First of all, here’s the good news. Finance Minister Arun Jaitley on Monday tabled four Goods and Services Tax (GST) enabling bills in the Lok Sabha and they will be taken up together in the House for discussion on Wednesday. These bills have been tabled as Money Bills, which will not require the nod of the Rajya Sabha where the ruling alliance is a minority and once these bills are passed, State GST bills will be taken up by various state Assemblies. So, meeting the July 1 deadline now seems a definite possibility and India’s biggest tax reform since independence is going be a reality soon.
And, it’s now the time to get GST-ready.

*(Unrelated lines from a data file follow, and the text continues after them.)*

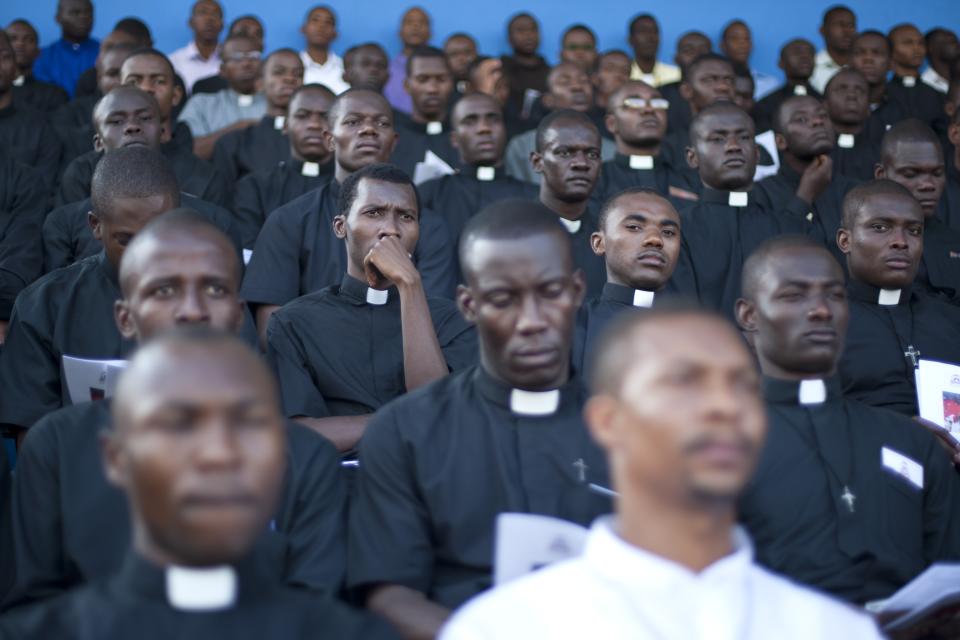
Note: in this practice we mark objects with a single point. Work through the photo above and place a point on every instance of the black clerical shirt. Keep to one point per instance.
(847, 498)
(297, 252)
(877, 367)
(336, 354)
(66, 312)
(439, 464)
(71, 526)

India has nearly 8 million registered businesses under the VAT regime, of which 90 percent are SMEs, and while GST will apply to all businesses with a turnover of Rs 20 lakh or more (Rs 10 lakh in case of NE states), I think it will be a tougher task for SMEs, compared to their larger counterparts, to move to the new regime. According to an estimate, as of now only 50 percent of SMEs have IT systems robust enough to comply with the requirements of GST and worse, less than 10 percent of SMEs are in a GST-ready position. This data is of course not encouraging.
The process of GST migration for state VAT began in November last year and the CBEC has recently requested assessees to whom a provisional identification has been issued to complete the migration to the GST portal by March 31. Those who have not received their provisional IDs have been informed to contact their respective tax office. In case of difficulties or queries regarding migration, an assessee can email to firstname.lastname@example.org or call the National Toll Free GST Helpline 1800 103 9271. Some useful information on GST Suvidha Provider (GSP) can be found on the GSTN website and one can also call its helpdesk number 0124-4688999.
While the pace at which things are happening is encouraging, the fact should not be missed that SMEs are facing an uphill task while getting ready for GST. Unlike their large counterparts, they lack financial muscles, but the new regime will require them — besides getting down to the nitty-gritty of migrating to the new regime — to invest in IT systems, engage more manpower to follow-up with suppliers, automate accounting and inventory management, and align their invoice according to the new prescribed rules. Considering these challenges, I hope the Centre would take a considerate view for the sector in the initial days once GST kicks in.